Non-averaged single-molecule tertiary structures reveal RNA self-folding through individual-particle cryo-electron tomography.

机构信息

The Molecular Foundry, Lawrence Berkeley National Laboratory, Berkeley, CA, 94720, USA.

Interdisciplinary Nanoscience Center (iNANO), Aarhus University, DK-8000, Aarhus, Denmark.

出版信息

Nat Commun. 2024 Oct 21;15(1):9084. doi: 10.1038/s41467-024-52914-1.

DOI:10.1038/s41467-024-52914-1
PMID:39433544
原文链接:https://pmc.ncbi.nlm.nih.gov/articles/PMC11494099/
Abstract

Large-scale and continuous conformational changes in the RNA self-folding process present significant challenges for structural studies, often requiring trade-offs between resolution and observational scope. Here, we utilize individual-particle cryo-electron tomography (IPET) to examine the post-transcriptional self-folding process of designed RNA origami 6-helix bundle with a clasp helix (6HBC). By avoiding selection, classification, averaging, or chemical fixation and optimizing cryo-ET data acquisition parameters, we reconstruct 120 three-dimensional (3D) density maps from 120 individual particles at an electron dose of no more than 168 eÅ, achieving averaged resolutions ranging from 23 to 35 Å, as estimated by Fourier shell correlation (FSC) at 0.5. Each map allows us to identify distinct RNA helices and determine a unique tertiary structure.

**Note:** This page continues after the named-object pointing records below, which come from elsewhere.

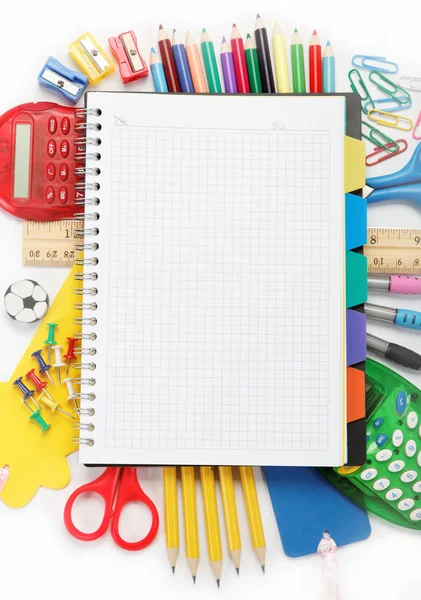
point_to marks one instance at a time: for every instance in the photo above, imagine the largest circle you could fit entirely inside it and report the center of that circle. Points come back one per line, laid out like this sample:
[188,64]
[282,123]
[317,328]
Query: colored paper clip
[381,60]
[379,139]
[415,133]
[381,117]
[411,83]
[389,87]
[392,104]
[382,154]
[91,58]
[360,84]
[63,80]
[125,50]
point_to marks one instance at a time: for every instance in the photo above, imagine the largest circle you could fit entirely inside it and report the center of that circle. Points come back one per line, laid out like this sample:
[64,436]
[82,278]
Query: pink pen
[395,284]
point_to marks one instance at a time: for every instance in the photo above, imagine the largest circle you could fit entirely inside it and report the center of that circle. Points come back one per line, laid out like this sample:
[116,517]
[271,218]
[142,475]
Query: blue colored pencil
[181,62]
[158,74]
[328,70]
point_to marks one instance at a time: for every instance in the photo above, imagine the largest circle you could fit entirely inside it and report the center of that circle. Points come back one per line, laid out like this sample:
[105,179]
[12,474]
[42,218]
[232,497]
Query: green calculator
[389,483]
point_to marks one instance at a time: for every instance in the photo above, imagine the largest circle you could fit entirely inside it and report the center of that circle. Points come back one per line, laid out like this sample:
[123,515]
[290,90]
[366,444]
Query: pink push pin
[58,362]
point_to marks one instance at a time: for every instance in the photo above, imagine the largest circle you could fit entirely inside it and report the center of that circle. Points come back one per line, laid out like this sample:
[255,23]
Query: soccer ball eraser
[26,301]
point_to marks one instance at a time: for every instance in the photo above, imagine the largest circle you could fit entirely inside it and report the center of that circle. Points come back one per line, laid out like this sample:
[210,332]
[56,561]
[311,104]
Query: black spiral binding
[88,232]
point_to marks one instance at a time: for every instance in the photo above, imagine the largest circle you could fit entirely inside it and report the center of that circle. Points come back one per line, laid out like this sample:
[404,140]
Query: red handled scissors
[119,484]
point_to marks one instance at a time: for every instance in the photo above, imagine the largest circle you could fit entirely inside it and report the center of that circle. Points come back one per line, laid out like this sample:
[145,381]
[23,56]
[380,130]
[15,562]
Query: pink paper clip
[383,154]
[4,476]
[415,133]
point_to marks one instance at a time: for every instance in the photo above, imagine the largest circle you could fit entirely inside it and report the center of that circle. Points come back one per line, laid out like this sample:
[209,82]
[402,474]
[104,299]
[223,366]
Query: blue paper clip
[395,104]
[388,66]
[63,80]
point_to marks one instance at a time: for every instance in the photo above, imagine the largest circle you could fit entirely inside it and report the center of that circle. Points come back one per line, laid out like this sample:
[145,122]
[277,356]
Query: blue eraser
[70,84]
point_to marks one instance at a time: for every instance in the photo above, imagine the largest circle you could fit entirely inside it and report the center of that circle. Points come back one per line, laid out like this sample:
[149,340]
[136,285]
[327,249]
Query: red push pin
[70,355]
[39,385]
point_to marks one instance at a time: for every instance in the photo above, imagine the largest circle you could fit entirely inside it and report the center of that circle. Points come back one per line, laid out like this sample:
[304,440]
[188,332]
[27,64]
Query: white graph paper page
[220,281]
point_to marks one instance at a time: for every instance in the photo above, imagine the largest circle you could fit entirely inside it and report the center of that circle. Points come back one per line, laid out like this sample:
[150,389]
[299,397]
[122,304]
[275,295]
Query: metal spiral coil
[87,190]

Statistical analysis of these 120 structures confirms two reported conformations and reveals a range of kinetically trapped, intermediate, and highly compacted states, demonstrating a maturation folding landscape likely driven by helix-helix compaction interactions.

摘要

在 RNA 自我折叠过程中,大规模和连续的构象变化对结构研究提出了重大挑战,通常需要在分辨率和观测范围之间进行权衡。在这里,我们利用单颗粒 cryo-ET(IPET)来研究具有扣环螺旋(6HBC)的设计 RNA 折纸 6 螺旋束的转录后自我折叠过程。通过避免选择、分类、平均或化学固定,并优化 cryo-ET 数据采集参数,我们从 120 个个体粒子中重建了 120 个三维(3D)密度图,每个电子剂量不超过 168 eÅ,实现了平均分辨率在 23 到 35Å 之间,这是通过傅里叶壳相关(FSC)在 0.5 处估计的。每个图谱都允许我们识别出不同的 RNA 螺旋,并确定出独特的三级结构。对这 120 个结构的统计分析证实了两种报告的构象,并揭示了一系列动力学捕获的、中间的和高度紧凑的状态,表明成熟折叠景观可能由螺旋-螺旋紧缩相互作用驱动。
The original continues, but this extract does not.